A Low-Cost Digital Microscope with Real-Time Fluorescent Imaging Capability

Abstract

This paper describes the development of a prototype of a low-cost digital fluorescent microscope built from commercial off-the-shelf (COTS) components. The prototype was tested to detect malignant tumor cells taken from a living organism in a preclinical setting. This experiment was accomplished by using Alexa Fluor 488 conjugate dye attached to the cancer cells. Our prototype utilizes a torch along with an excitation filter as a light source for fluorophore excitation, a dichroic mirror to reflect the excitation and pass the emitted green light from the sample under test and a barrier filter to permit only appropriate wavelength. The system is designed out of a microscope using its optical zooming property and an assembly of exciter filter, dichroic mirror and transmitter filter. The microscope is connected to a computer or laptop through universal serial bus (USB) that allows real-time transmission of captured florescence images; this also offers real-time control of the microscope. The designed system has comparable features of high-end commercial fluorescent microscopes while reducing cost, power, weight and size.

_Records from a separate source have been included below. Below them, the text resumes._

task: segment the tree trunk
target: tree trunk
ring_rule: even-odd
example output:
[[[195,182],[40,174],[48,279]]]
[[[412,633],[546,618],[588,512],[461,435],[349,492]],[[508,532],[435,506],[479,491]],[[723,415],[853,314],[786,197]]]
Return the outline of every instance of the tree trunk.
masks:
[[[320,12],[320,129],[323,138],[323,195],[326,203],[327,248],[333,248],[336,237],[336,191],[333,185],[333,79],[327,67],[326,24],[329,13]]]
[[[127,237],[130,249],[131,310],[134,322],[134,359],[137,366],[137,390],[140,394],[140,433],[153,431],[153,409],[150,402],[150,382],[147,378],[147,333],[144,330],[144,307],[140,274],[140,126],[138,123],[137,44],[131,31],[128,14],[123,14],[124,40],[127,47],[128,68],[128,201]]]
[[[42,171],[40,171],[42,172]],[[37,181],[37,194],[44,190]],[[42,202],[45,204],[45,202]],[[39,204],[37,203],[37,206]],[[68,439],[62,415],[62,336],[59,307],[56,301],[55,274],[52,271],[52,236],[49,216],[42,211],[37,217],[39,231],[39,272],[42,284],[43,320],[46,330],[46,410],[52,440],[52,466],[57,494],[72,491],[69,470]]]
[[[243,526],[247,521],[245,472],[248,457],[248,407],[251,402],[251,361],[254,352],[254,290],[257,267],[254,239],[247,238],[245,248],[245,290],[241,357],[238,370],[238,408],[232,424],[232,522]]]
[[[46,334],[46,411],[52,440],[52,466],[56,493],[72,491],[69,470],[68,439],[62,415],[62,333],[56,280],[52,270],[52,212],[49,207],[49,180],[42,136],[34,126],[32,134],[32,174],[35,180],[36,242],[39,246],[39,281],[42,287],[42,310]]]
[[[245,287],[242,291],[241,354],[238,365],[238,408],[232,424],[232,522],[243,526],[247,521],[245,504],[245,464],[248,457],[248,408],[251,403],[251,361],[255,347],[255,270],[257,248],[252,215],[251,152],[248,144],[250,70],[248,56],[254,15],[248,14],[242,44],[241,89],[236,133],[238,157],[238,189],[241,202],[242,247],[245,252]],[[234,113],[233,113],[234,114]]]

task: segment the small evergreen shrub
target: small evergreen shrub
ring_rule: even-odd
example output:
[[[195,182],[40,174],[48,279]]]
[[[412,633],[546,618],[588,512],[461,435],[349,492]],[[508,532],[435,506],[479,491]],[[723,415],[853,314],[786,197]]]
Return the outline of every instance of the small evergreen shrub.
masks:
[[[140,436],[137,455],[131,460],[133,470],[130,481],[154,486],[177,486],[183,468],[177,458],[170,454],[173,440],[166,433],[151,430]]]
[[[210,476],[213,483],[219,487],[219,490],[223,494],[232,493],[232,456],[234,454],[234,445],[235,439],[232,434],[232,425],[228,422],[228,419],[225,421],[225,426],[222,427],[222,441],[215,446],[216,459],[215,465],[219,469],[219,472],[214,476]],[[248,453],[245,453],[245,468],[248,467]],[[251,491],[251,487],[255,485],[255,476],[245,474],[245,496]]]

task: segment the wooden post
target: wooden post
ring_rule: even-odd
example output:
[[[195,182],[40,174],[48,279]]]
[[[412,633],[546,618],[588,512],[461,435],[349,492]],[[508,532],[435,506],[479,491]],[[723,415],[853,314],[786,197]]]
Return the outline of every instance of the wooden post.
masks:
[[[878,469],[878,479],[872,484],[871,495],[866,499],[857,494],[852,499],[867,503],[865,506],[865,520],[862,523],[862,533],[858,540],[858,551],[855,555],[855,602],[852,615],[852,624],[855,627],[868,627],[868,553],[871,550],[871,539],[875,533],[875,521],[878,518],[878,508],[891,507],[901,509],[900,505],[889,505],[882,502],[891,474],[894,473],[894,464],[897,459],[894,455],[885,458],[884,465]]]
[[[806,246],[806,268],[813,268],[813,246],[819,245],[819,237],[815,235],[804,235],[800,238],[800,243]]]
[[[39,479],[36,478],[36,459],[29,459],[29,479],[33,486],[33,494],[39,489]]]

Citation: Hasan MM, Alam MW, Wahid KA, Miah S, Lukong KE (2016) A Low-Cost Digital Microscope with Real-Time Fluorescent Imaging Capability. PLoS ONE 11(12): e0167863. https://doi.org/10.1371/journal.pone.0167863

Editor: Sabato D'Auria, Consiglio Nazionale delle Ricerche, ITALY

Received: September 7, 2016; Accepted: November 21, 2016; Published: December 15, 2016

Copyright: © 2016 Hasan et al. This is an open access article distributed under the terms of the Creative Commons Attribution License, which permits unrestricted use, distribution, and reproduction in any medium, provided the original author and source are credited.

Data Availability: All relevant data are within the paper.

Funding: This work was supported by the Natural Sciences and Engineering Research Council of Canada (NSERC) to KAW, the Canada Foundation for Innovation (CFI) to KAW, and the WED to KAW. The funders had no role in study design, data collection and analysis, decision to publish, or preparation of the manuscript.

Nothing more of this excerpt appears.